Hive SerDe – RegEx – Example9

The Relational Database Architecture is the simplest model, since it does not need any complex structuring and does not entail complicated architectural processes. The simplicity of SQL, where even a beginner can learn to run basic queries in a short time, is a major part of the reason for the popularity of the relational model.

This is the reason we try to convert the complex and tedious data into structured format so that it’s easy to query and interpret data. Below is one of the complex data which we are going to convert into structured format in Hive.

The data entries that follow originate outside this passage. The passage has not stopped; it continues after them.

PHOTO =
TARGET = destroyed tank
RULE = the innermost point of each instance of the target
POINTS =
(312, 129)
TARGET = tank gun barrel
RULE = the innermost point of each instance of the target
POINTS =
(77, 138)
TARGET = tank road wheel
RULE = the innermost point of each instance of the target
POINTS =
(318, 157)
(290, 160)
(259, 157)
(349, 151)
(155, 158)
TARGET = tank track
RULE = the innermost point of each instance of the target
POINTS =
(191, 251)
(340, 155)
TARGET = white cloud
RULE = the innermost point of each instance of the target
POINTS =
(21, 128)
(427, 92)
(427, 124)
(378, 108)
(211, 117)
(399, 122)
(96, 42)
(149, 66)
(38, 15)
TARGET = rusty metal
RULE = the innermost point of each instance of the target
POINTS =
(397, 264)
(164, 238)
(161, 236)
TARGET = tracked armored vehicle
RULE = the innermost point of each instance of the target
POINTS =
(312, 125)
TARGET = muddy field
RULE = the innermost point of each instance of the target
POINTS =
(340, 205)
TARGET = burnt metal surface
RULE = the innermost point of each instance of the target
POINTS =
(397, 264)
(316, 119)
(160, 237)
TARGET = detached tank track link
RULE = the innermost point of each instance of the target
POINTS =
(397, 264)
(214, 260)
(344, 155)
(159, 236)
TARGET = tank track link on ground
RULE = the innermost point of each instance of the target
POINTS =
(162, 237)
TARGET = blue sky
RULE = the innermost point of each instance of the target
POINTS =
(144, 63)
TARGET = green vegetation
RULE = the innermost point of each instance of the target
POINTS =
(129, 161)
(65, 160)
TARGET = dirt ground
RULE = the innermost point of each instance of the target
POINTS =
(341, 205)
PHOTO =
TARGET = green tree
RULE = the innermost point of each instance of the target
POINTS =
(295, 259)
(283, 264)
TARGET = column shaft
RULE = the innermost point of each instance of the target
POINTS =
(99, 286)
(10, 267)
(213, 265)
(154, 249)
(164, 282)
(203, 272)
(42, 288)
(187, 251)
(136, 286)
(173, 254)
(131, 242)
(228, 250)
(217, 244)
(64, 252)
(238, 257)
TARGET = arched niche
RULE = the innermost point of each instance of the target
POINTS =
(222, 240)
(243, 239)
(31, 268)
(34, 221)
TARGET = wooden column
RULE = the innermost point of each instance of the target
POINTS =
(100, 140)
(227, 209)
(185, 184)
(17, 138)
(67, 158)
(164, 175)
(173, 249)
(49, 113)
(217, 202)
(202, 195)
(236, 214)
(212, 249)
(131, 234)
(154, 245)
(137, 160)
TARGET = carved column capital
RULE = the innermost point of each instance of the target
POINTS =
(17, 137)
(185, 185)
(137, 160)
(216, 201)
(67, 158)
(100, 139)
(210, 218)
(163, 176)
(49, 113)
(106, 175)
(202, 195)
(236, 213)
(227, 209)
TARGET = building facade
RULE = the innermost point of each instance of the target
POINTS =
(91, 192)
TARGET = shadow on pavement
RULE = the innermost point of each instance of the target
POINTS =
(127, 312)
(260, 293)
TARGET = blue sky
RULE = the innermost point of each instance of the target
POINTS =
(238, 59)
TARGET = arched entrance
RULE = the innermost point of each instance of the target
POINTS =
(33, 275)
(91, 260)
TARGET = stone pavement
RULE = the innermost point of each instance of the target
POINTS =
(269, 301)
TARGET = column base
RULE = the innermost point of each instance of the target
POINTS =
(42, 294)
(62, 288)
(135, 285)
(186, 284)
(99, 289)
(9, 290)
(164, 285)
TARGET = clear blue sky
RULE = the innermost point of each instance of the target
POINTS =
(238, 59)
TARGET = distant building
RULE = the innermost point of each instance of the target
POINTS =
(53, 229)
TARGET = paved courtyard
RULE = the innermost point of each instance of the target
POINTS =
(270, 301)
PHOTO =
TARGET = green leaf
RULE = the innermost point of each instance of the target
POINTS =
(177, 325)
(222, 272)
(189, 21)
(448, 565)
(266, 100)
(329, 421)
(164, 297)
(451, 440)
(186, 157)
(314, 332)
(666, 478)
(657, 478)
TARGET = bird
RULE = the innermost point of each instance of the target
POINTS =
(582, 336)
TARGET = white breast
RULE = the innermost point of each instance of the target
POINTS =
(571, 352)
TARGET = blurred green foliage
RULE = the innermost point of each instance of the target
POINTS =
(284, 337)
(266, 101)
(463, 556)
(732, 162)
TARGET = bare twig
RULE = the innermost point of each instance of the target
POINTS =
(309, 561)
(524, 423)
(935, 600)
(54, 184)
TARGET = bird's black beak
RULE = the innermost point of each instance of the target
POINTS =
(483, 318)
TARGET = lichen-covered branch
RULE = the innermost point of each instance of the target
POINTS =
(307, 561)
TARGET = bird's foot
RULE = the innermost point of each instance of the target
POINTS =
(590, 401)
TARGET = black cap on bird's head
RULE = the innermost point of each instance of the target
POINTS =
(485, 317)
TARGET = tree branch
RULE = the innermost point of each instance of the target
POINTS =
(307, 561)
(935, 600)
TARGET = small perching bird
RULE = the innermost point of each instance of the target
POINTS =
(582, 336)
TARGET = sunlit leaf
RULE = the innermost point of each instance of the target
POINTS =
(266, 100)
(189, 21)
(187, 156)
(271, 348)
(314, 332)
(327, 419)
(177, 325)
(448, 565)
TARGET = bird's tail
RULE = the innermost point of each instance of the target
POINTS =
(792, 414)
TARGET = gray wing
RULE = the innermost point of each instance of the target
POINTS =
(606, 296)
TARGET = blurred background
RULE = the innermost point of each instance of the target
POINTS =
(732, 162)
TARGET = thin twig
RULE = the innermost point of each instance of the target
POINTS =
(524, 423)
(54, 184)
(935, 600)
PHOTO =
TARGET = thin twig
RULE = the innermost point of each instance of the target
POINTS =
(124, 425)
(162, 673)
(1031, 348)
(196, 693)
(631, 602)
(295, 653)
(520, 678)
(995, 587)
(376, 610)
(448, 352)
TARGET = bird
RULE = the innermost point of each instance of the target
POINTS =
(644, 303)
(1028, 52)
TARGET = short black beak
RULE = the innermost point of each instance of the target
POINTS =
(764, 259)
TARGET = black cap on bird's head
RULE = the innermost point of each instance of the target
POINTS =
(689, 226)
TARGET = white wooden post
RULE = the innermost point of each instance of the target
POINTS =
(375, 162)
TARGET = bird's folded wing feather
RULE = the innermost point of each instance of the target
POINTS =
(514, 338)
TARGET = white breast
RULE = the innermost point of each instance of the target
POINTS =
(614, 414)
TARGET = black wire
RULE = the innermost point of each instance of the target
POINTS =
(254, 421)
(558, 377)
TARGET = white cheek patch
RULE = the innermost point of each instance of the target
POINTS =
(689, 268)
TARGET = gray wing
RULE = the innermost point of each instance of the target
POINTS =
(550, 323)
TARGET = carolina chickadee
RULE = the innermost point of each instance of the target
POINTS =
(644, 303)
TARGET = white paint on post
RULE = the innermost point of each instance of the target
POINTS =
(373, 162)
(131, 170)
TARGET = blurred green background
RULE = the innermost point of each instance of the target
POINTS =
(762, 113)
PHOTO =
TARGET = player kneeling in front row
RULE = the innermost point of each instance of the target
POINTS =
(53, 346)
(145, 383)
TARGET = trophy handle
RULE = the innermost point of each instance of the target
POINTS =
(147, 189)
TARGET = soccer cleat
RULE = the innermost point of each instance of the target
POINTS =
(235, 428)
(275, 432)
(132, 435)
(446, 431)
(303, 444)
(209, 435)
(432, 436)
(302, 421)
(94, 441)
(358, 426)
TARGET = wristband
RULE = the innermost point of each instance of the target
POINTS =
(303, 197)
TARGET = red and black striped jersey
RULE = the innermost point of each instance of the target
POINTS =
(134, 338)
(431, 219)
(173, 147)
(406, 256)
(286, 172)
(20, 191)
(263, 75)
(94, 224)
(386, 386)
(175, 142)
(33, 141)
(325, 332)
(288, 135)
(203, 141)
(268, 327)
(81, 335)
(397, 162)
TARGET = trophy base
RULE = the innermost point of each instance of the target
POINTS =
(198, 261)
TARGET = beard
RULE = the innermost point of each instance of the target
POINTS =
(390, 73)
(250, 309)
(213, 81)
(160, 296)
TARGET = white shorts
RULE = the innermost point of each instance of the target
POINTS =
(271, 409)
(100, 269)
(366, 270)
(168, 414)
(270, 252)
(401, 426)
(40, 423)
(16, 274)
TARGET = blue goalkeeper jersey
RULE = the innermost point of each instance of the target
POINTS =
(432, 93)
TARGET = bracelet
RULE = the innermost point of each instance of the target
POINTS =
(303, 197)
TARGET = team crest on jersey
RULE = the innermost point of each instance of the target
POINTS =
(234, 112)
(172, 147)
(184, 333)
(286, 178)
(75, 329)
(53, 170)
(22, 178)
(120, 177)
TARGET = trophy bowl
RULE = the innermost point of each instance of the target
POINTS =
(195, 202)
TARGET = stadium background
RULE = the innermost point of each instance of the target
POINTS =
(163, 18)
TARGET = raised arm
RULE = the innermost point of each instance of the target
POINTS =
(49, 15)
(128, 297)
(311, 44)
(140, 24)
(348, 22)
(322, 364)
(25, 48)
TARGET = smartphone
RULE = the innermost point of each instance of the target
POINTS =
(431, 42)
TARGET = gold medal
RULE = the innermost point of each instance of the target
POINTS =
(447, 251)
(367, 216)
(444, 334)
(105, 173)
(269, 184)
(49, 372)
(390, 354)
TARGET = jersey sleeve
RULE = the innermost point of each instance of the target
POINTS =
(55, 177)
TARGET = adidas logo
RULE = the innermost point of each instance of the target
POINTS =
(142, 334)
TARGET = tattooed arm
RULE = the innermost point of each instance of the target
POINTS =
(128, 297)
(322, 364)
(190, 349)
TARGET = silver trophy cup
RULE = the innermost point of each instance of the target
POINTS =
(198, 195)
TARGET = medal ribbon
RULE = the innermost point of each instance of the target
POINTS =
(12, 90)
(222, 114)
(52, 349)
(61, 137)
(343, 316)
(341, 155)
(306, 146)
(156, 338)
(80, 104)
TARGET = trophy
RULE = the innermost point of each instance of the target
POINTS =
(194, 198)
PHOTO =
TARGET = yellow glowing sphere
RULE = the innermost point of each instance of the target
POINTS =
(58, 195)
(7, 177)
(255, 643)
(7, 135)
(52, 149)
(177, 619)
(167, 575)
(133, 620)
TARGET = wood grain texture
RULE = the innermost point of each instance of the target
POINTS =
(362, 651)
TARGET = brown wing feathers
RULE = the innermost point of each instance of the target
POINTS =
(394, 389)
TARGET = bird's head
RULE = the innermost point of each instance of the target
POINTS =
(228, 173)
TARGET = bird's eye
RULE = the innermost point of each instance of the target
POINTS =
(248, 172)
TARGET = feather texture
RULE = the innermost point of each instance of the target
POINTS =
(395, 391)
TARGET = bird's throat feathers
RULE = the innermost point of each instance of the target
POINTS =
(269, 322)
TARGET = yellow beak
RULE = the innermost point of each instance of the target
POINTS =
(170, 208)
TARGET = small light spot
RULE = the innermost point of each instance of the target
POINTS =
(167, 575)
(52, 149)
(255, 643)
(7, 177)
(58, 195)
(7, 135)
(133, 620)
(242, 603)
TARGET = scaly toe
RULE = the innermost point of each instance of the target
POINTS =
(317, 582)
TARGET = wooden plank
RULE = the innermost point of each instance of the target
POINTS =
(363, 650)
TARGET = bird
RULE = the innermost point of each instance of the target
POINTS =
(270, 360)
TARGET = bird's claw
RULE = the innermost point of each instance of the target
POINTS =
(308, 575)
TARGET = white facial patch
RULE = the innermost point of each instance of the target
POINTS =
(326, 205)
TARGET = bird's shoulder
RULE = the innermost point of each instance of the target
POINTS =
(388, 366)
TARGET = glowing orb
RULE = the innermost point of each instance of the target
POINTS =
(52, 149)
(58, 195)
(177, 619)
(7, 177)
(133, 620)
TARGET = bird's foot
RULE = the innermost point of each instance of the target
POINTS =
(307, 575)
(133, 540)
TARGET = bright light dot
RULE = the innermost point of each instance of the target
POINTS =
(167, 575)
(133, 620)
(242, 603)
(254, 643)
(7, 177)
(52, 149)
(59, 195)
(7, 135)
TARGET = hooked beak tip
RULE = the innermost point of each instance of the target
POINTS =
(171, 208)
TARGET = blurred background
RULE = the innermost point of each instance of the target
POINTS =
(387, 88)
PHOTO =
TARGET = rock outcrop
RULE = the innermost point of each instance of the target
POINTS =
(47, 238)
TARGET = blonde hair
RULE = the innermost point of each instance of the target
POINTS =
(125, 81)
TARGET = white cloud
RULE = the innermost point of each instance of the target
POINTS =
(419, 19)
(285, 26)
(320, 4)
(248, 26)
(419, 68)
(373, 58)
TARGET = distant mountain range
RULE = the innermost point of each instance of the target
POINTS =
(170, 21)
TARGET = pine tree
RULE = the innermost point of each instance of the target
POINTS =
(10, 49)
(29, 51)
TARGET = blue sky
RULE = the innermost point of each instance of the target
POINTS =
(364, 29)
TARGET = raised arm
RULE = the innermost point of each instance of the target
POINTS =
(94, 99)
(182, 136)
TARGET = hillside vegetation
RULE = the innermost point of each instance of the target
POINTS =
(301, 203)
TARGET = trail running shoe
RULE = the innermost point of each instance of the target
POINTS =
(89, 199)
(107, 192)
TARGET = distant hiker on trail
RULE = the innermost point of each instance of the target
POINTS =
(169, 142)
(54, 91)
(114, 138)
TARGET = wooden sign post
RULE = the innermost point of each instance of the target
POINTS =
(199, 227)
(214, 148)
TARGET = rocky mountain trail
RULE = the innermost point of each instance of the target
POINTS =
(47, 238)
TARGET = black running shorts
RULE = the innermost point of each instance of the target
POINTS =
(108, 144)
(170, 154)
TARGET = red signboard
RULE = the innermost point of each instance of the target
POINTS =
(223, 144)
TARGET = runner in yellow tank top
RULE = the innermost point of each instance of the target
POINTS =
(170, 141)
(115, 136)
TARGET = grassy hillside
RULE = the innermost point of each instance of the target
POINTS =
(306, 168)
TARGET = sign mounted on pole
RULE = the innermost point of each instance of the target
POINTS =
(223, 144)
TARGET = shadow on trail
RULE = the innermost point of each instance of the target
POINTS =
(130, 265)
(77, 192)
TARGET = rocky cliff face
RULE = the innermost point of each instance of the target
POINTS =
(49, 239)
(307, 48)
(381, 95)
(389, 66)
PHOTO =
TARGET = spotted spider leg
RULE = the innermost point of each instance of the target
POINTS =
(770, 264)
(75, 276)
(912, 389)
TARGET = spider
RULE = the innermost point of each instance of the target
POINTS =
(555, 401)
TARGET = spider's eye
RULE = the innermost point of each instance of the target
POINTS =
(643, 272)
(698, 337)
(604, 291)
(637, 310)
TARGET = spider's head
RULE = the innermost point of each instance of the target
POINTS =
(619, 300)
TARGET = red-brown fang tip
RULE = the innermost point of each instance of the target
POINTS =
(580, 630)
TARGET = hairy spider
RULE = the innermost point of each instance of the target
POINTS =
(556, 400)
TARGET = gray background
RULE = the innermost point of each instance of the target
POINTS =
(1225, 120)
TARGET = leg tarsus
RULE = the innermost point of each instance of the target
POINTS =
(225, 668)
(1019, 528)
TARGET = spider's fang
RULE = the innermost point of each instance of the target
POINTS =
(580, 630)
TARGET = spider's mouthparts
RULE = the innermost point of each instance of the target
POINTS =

Sample records from the dataset:
ReleaseYear MovieTitle
1969 Downhill Racer
1970 M*A*S*H
1970 The Party at Kitty and Stud’s
1970 Lovers and Other Strangers
1970 The Sidelong Glances of a Pigeon Kicker
1970 Hercules in New York
1971 Bananas
1971 Klute
1972 What’s Up, Doc?
1973 No Place to Hide

If you look at the data, there are two columns however it is difficult to convert these into structured format due to the delimitation. Thus, we depend on regular expressions again. Let’s see in how many methods we can convert it into columns in Hive.

METHOD-1:
–Let’s create the table with SERDE Properties.
CREATE TABLE movies2(movieYear int, movieTitle string)
ROW FORMAT SERDE ‘org.apache.hadoop.hive.serde2.RegexSerDe’
WITH SERDEPROPERTIES(
“input.regex”=”^(\\S+)\\s+(.*$)”,
“output.format.string”=”%1$s %2$s”);
— Loading the data
LOAD DATA LOCAL INPATH ‘Desktop/movies.csv’ INTO TABLE movies2;

Let’s query and see the results:
SELECT * FROM movies2;

movie_regex_serde_S

METHOD-2:
–Let’s create the table with SERDE Properties.
CREATE TABLE movies3(movieYear int, movieTitle string)
ROW FORMAT SERDE ‘org.apache.hadoop.hive.serde2.RegexSerDe’
WITH SERDEPROPERTIES(
“input.regex”=”([^ ]*) (.*)”,
“output.format.string”=”%1$s %2$s”);
— Loading the data
LOAD DATA LOCAL INPATH ‘Desktop/movies.csv’ INTO TABLE movies3;

Let’s query and see the results:
SELECT * FROM movies3;

movies_regex_serde_nonS

METHOD-3:
We can convert the data using ‘REGEXP_EXTRACT’.
To learn more about this function, please click here.

–Let’s create dummy table to hold the entire data.
CREATE TABLE movies(data STRING);
— Loading the data
LOAD DATA LOCAL INPATH ‘Desktop/movies.csv’ INTO TABLE movies;
–Converting the data into meaningful columns.
SELECT REGEXP_EXTRACT(data, ‘^\\d+’, 0), REGEXP_EXTRACT(data, ‘\\s+(\\S.*)’, 1) FROM movies;

movies_regexp_extract

Explanation:
^\\d – matches the digit at the start of the string (^). + symbol represents one or more number of characters. Thus, it captures the first string from the beginning that has any number of digits.

\\s – Helps in skipping the space character. + symbol helps in skipping more than one space character.

\\S – Captures any non-whitespace char. And the dot and asterisk (.*) matches any zero or more chars other than line break chars. Index argument is 1 so that REGEXP_EXTRACT returns the captured group group without the initial whitespace.